Government¹ does not know how many people in prison have a mental illness, how much it is spending on mental health in prisons or whether it is achieving its objectives. It is therefore hard to see how Government can be achieving value for money in its efforts to improve the mental health and well being of prisoners, according to a report by the National Audit Office. Her Majesty’s Prisons and Probation Service (HMPPS), NHS England and Public Health England have set ambitious objectives for providing mental health services but do not collect enough or good enough data to understand whether they are meeting them.

Rates of self-inflicted deaths and self-harm in prison have risen significantly in the last five years, suggesting that mental health and well-being in prison has declined. Self-harm rose by 73% between 2012 and 2016.  In 2016 there were 40,161 incidents of self-harm in prisons, the equivalent of one incident for every two prisoners. While in 2016 there were 120 self-inflicted deaths in prison, almost twice the number in 2012, and the highest year on record. Government needs to address the rising rates of suicide and self harm in prisons as a matter of urgency.

In 2016, the Prisons and Probation Ombudsman found that 70% of prisoners who had committed suicide between 2012 and 2014 had mental health needs. The Ministry of Justice and its partners have undertaken work to identify interventions to reduce suicide and self-harm in prisons, though these have not yet been implemented.

While NHS England uses health needs assessments to understand need these are often based on what was provided in previous years, and do not take account of unmet need. The NAO estimate that the total spend on healthcare in adult prisons, in 2016-17 was around £400 million. HMPPS does not monitor the quality of healthcare it pays for in the six privately-managed prisons it oversees.

The prison system is under considerable pressure, making it more difficult to manage prisoners’ mental well-being, though government has set out an ambitious reform programme to address this. NOMS’ (National Offender Management Service) funding reduced by 13% between 2009-10 and 2016-17, and staff numbers in public prisons reduced by 30% over the same period. When prisons are short-staffed, governors may run restricted regimes where prisoners spend more of the day in their cells, making it more challenging for prisoners to access mental health services. Staffing pressures can make it difficult for prison officers to detect changes in a prisoner’s mental health and officers have not received regular training to understand mental health conditions, though the Ministry plans to provide more training in future.

In addition, NOMS did not always give NHS England enough notice when it has made changes to the prison estate.
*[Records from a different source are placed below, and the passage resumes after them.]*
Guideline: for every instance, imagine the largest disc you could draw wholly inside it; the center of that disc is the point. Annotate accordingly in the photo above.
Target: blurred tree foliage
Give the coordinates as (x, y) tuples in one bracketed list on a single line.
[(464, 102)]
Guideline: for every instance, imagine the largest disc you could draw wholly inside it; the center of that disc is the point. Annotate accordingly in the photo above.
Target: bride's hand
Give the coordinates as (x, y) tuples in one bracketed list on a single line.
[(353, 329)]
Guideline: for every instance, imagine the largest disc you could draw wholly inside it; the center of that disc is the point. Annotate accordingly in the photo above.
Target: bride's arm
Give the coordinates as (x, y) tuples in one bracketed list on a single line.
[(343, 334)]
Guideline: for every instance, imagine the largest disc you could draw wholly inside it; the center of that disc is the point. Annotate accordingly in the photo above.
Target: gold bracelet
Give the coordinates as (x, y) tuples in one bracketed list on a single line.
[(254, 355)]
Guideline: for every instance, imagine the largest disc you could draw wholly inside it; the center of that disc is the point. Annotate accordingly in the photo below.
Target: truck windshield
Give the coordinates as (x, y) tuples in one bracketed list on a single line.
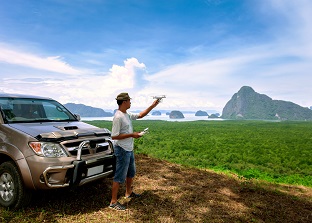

For example at Downview Prison NHS England was in the process of commissioning health services for a male prison, when NOMS decide to open it as a female prison instead. When NAO visited six months after it opened, the prison was still in the process of developing a healthcare service that could meet the needs of the female population. The challenges of delivering healthcare are compounded by the ageing prison estate, over a quarter of which was built before 1900 and without modern healthcare in mind. The Ministry has a programme to replace the ageing estate with modern buildings.

While clinical care is broadly judged to be good, there are weaknesses in the system for identifying prisoners who need mental health services. Prisoners are screened when they arrive in prison, but this does not always identify mental health problems and staff do not have access to GP records, which means they do not always know if a prisoner has been diagnosed with a mental illness. NHS England is in the process of linking prison health records to GP records to address this.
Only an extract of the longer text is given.